I got some lovely responses to my post on Noise in the Body. Most complimented me in some way for being brave.
I was also encouraged to speak more about my experience. In a few weeks, I’m scheduled to do a short Instagram Live storytelling session with Curable; other friends encouraged me to expand my post into a talk, or even a book.
This sort of encouragement is extremely kind. When you’re used to hiding something, it’s very comforting to hear “You’re doing great! I think the world needs to hear more!” And this is probably true; I suspect the world really does need to hear more detailed stories about stress illness.
Early on in my most recent recovery journey, I relied heavily on my faith for the wisdom and motivation to keep on going. One of my favorite writings stated “Nam-myoho-renge-kyo is like a roar of lion; what sickness can therefore be an obstacle?”
Following this thread, I was encouraged to work hard at recovering so that my victory could be a motivation to others suffering the same afflication. Once I started to feel like I was on a bit of an upward spiral, I had all sorts of ideas about how to do this. I would give talks about my recovery! I would change careers and become a pain psychologist! I would write to Curable and see if I could use my technology background to work with them!
It was around this time that I enrolled in Curable Groups. The program starts with a lecture on how we carry many identities, and how stressors can disrupt many of those identities at once. (I wrote about this in the context of the pandemic, but I learned it from the context of stress illness.)
We were told a very interesting story in this first lecture. The way I remember it, there was a migraine sufferer whose life was almost destroyed by chronic migraines.
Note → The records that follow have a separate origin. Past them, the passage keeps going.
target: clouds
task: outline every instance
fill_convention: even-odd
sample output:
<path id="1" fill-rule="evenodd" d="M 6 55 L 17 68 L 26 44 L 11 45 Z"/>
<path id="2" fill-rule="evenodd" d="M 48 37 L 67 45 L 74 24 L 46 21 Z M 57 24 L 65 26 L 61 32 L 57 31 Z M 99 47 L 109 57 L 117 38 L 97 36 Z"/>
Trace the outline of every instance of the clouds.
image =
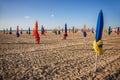
<path id="1" fill-rule="evenodd" d="M 31 17 L 30 16 L 24 16 L 25 19 L 30 19 Z"/>

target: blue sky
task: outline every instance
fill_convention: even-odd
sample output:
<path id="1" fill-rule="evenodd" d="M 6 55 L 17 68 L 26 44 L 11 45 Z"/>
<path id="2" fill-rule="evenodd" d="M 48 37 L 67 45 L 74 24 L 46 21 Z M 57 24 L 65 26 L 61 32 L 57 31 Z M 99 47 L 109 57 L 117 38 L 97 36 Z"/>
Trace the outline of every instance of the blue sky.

They had several a day for years, and it was all they could do to go on living.
This person eventually learned more about PPDs and started to recover. The frequency of their headaches reduced to once a day; eventually, it got down to once a week. They were understandably ecstatic (and, I hope, very proud of themselves.) They were so inspired and grateful for the relief that they immediately made it their mission to help other migraine sufferers.
They started a blog about their migraine recovery journey, and then a newsletter. Talking about migraine recovery turned into a successful business. They became a migraine celebrity.
On paper, this is a heroic story. Someone suffers through immense adversity, transcends it, and then uses what they’ve learned to help thousands of people.
Can you guess what happened next?
At some point, some folks in the “migraine community” began to question how much this person could relate to their pain. After all, they’d recovered; how could they really understand what anyone in constant pain was really going through?
Over time, the hero of our story started to experience more frequent migraines. From what I remember, they once again became a daily occurrence.
In their attempt to turn their recovery into life mission, “migraine sufferer” had become a durable part of their identity.
When someone has been through intense suffering, it’s natural for that experience to become a large part of their lives. This can manifest in different ways; however, for those suffering from stress illness, belief has a very powerful impact on the illness itself. This is why you might often hear people who are recovering from such an illness to say they “experience” pain instead of “having” it; it’s important to believe the pain is something that you move in and out of, something that can change. Believing that it’s something you have or that you are can be a significant obstacle to recovery.
It wasn’t until after I wrote Noise in the Body that I realized why I’d written it. It’s a common occurrence in my life for someone to ask: “Hey, do you remember [this period of time]” or “What’s going on with you right now?”. I often struggle to answer. It’s difficult for me to lightly approach the topic of “Oh during that time, I was barely surviving because my nervous system went berserk”; it’s also difficult to feign nonchalance or make something up. I kind of either want to share all of it, or none of it.
I wrote that post so that I could reference it in situations like this. Do you want to know what I was going through at that time? OK, I am very happy to share. Here is a pointer to the entire experience that you can dereference at your leisure, but I would prefer not to relive any part of it right now.
This lesson was a very important one for me to learn. I no longer want to be a pain psychologist, or to work for Curable. I don’t want to spend every day of my life helping the world recover from stress illness. However, if there are tactical, one-off ways that I can help – like showing up on a single Instagram Live session for a company that played a large role in my recovery – I’ll take the time to prepare myself for it, and I’ll do it. I’m happy to.
This illness of mine is born of ignorance and feelings of attachment. Because all living beings are sick, therefore I am sick.
If all living beings are relieved of sickness, then my sickness will be mended. Why? Because the Bodhisattva for the sake of living beings enters the realm of birth and death, and because he is in the realm of birth and death he suffers illness.
If living beings can gain release from illness, then the Bodhisattva will no longer be ill.